Fitch Ratings said yesterday that it is bearish about the outlook for Taiwan's banking sector for the next two years because of the extensive fragmentation in the market, banks' depressed margins and the cross-strait bans that constrain their development.
"We tend to be conservative about the future of the nation's banking industry," Jonathan Lee (李信佳), director of financial institutions at Fitch Ratings' Taiwan branch, said at a briefing yesterday.
Local banks are operating in a tough environment in which severe market fragmentation and a flattened yield curve have continued to narrow interest margins after the credit abuse crisis, Lee said.
The government should speed up privatization of state-run banks and allow market mechanisms to function in stimulating the consolidation of Taiwan's overcrowded banking sector, the analyst said.
As of July this year, the nation's state-controlled lenders held up to a 50 percent market share by assets, according to Fitch's data.
The Ministry of Finance, which manages state holdings, said last week that it planned to reduce the market share of state-controlled banks to 30 percent from current 50 percent through a series of disposals in the future.
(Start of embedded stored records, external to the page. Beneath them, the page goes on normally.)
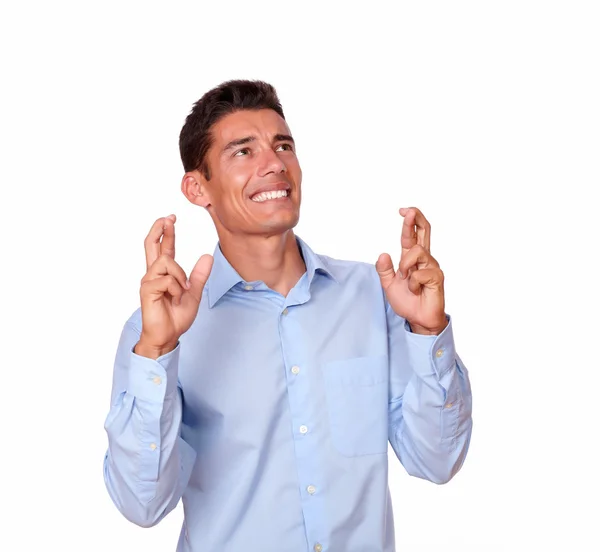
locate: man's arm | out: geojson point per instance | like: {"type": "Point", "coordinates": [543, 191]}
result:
{"type": "Point", "coordinates": [148, 464]}
{"type": "Point", "coordinates": [429, 403]}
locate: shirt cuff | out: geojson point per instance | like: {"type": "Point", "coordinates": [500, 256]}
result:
{"type": "Point", "coordinates": [431, 352]}
{"type": "Point", "coordinates": [153, 380]}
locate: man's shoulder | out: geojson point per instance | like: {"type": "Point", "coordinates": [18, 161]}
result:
{"type": "Point", "coordinates": [346, 269]}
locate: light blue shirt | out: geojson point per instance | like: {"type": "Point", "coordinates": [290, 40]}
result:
{"type": "Point", "coordinates": [271, 418]}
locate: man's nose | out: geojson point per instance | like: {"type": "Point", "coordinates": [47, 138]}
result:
{"type": "Point", "coordinates": [270, 162]}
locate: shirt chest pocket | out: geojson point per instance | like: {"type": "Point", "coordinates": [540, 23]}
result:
{"type": "Point", "coordinates": [357, 404]}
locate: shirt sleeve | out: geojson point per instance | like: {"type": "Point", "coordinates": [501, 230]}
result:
{"type": "Point", "coordinates": [147, 465]}
{"type": "Point", "coordinates": [430, 401]}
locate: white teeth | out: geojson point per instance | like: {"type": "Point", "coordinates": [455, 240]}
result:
{"type": "Point", "coordinates": [269, 195]}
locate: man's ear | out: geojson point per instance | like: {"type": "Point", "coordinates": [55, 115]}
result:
{"type": "Point", "coordinates": [193, 186]}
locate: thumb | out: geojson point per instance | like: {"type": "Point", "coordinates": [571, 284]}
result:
{"type": "Point", "coordinates": [385, 269]}
{"type": "Point", "coordinates": [199, 275]}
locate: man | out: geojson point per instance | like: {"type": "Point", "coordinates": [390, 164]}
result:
{"type": "Point", "coordinates": [263, 390]}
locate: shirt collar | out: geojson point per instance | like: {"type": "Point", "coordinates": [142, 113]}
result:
{"type": "Point", "coordinates": [223, 276]}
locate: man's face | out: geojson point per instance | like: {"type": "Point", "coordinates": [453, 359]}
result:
{"type": "Point", "coordinates": [255, 175]}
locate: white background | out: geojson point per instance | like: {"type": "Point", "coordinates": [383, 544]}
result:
{"type": "Point", "coordinates": [483, 114]}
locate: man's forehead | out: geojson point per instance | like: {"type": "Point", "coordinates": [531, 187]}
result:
{"type": "Point", "coordinates": [260, 123]}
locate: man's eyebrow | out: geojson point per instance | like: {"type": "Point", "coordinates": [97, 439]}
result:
{"type": "Point", "coordinates": [248, 139]}
{"type": "Point", "coordinates": [283, 138]}
{"type": "Point", "coordinates": [238, 142]}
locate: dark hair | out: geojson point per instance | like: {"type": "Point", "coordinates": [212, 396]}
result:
{"type": "Point", "coordinates": [195, 138]}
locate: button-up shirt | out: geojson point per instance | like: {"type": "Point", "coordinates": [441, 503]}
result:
{"type": "Point", "coordinates": [271, 418]}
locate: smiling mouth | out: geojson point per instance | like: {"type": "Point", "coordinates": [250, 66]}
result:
{"type": "Point", "coordinates": [267, 196]}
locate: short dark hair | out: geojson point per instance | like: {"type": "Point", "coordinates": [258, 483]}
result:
{"type": "Point", "coordinates": [195, 138]}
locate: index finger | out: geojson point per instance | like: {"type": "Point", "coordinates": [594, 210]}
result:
{"type": "Point", "coordinates": [152, 243]}
{"type": "Point", "coordinates": [410, 237]}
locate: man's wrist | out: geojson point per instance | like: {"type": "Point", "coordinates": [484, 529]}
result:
{"type": "Point", "coordinates": [153, 352]}
{"type": "Point", "coordinates": [422, 330]}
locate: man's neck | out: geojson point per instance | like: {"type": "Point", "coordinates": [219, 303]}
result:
{"type": "Point", "coordinates": [276, 260]}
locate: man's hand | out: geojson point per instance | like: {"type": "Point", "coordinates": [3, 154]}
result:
{"type": "Point", "coordinates": [416, 290]}
{"type": "Point", "coordinates": [169, 302]}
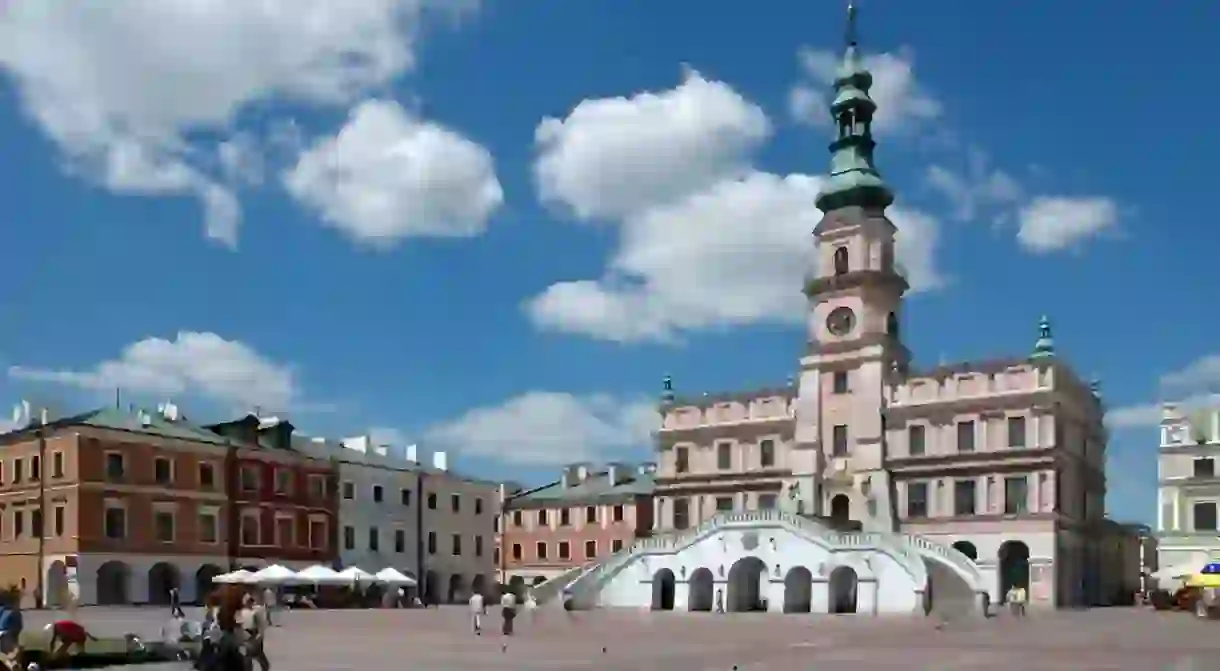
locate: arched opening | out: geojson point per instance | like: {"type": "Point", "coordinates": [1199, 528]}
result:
{"type": "Point", "coordinates": [700, 591]}
{"type": "Point", "coordinates": [841, 509]}
{"type": "Point", "coordinates": [843, 584]}
{"type": "Point", "coordinates": [114, 583]}
{"type": "Point", "coordinates": [746, 586]}
{"type": "Point", "coordinates": [663, 589]}
{"type": "Point", "coordinates": [968, 549]}
{"type": "Point", "coordinates": [517, 586]}
{"type": "Point", "coordinates": [798, 589]}
{"type": "Point", "coordinates": [162, 577]}
{"type": "Point", "coordinates": [431, 587]}
{"type": "Point", "coordinates": [56, 584]}
{"type": "Point", "coordinates": [204, 584]}
{"type": "Point", "coordinates": [841, 260]}
{"type": "Point", "coordinates": [1014, 567]}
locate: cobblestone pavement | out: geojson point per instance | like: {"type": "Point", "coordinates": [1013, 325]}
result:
{"type": "Point", "coordinates": [436, 639]}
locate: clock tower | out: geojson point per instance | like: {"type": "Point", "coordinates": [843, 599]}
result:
{"type": "Point", "coordinates": [854, 316]}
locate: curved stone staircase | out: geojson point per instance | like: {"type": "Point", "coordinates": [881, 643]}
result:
{"type": "Point", "coordinates": [584, 582]}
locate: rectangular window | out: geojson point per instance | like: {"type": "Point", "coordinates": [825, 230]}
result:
{"type": "Point", "coordinates": [1016, 495]}
{"type": "Point", "coordinates": [1204, 515]}
{"type": "Point", "coordinates": [766, 454]}
{"type": "Point", "coordinates": [162, 470]}
{"type": "Point", "coordinates": [916, 499]}
{"type": "Point", "coordinates": [208, 523]}
{"type": "Point", "coordinates": [1016, 432]}
{"type": "Point", "coordinates": [839, 382]}
{"type": "Point", "coordinates": [916, 438]}
{"type": "Point", "coordinates": [116, 522]}
{"type": "Point", "coordinates": [162, 523]}
{"type": "Point", "coordinates": [965, 437]}
{"type": "Point", "coordinates": [838, 436]}
{"type": "Point", "coordinates": [964, 497]}
{"type": "Point", "coordinates": [681, 514]}
{"type": "Point", "coordinates": [725, 456]}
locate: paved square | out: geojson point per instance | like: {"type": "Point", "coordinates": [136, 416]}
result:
{"type": "Point", "coordinates": [439, 639]}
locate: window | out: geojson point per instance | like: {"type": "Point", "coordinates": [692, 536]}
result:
{"type": "Point", "coordinates": [724, 455]}
{"type": "Point", "coordinates": [162, 470]}
{"type": "Point", "coordinates": [250, 528]}
{"type": "Point", "coordinates": [964, 497]}
{"type": "Point", "coordinates": [286, 531]}
{"type": "Point", "coordinates": [206, 476]}
{"type": "Point", "coordinates": [208, 527]}
{"type": "Point", "coordinates": [1015, 495]}
{"type": "Point", "coordinates": [766, 454]}
{"type": "Point", "coordinates": [916, 437]}
{"type": "Point", "coordinates": [838, 384]}
{"type": "Point", "coordinates": [162, 526]}
{"type": "Point", "coordinates": [966, 436]}
{"type": "Point", "coordinates": [681, 514]}
{"type": "Point", "coordinates": [916, 499]}
{"type": "Point", "coordinates": [249, 478]}
{"type": "Point", "coordinates": [283, 481]}
{"type": "Point", "coordinates": [839, 441]}
{"type": "Point", "coordinates": [1016, 432]}
{"type": "Point", "coordinates": [1204, 515]}
{"type": "Point", "coordinates": [115, 521]}
{"type": "Point", "coordinates": [317, 533]}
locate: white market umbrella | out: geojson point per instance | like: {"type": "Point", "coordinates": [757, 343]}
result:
{"type": "Point", "coordinates": [320, 575]}
{"type": "Point", "coordinates": [393, 576]}
{"type": "Point", "coordinates": [273, 575]}
{"type": "Point", "coordinates": [237, 577]}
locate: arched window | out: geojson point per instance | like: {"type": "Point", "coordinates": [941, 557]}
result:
{"type": "Point", "coordinates": [841, 260]}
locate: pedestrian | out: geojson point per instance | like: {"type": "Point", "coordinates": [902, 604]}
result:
{"type": "Point", "coordinates": [508, 611]}
{"type": "Point", "coordinates": [476, 613]}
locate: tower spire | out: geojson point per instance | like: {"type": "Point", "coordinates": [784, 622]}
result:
{"type": "Point", "coordinates": [853, 181]}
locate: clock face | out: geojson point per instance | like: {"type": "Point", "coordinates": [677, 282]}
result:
{"type": "Point", "coordinates": [841, 321]}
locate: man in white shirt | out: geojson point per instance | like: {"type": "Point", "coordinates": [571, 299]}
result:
{"type": "Point", "coordinates": [476, 613]}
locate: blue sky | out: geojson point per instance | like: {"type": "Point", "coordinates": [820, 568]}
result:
{"type": "Point", "coordinates": [493, 226]}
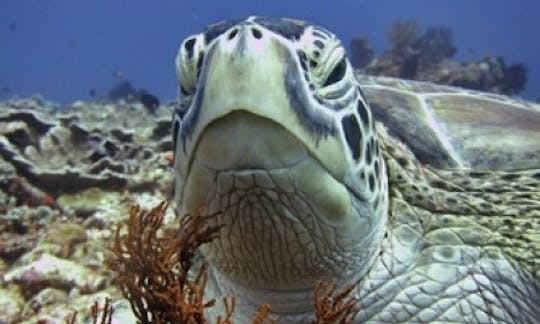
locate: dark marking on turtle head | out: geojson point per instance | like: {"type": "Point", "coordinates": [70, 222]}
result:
{"type": "Point", "coordinates": [353, 134]}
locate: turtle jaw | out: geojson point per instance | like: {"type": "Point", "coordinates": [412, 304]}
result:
{"type": "Point", "coordinates": [287, 222]}
{"type": "Point", "coordinates": [272, 164]}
The ministry did not give a clear timeline for doing so, however.
Also, financial regulators should take a harsher attitude towards problematic banks and allow the market to eliminate these lenders, Lee said.
Weak profitability amid excessive competition has been aggravated by compressed net interest margins in the wake of the credit crunch for high-yield credit and cash card loans, he said.
At the end of the second quarter, the net interest margin of local banks dropped to a 1.94 percent average, down 0.3 percent from a year ago, according to the agency.
Mega Securities Corp (兆豐證券) said yesterday that it did not expect the poor margins to improve by the end of this year, given the tightening of unsecured consumer lending and price wars in the corporate lending business.
Financial stocks are expected to experience selling pressures and remain weak in the foreseeable future because of fallout from the consumer bad debts issue and lackluster profitability, Mega Securities said.
To break the deadlock, Fitch Ratings called on the government to relax its cross-strait restrictions to allow Taiwanese banks to utilize their idle funds and serve clients that have migrated to China, the nation's biggest outbound investment and export destination.
Local lenders have been calling for permission to expand across the strait from Taiwan's relatively small domestic market.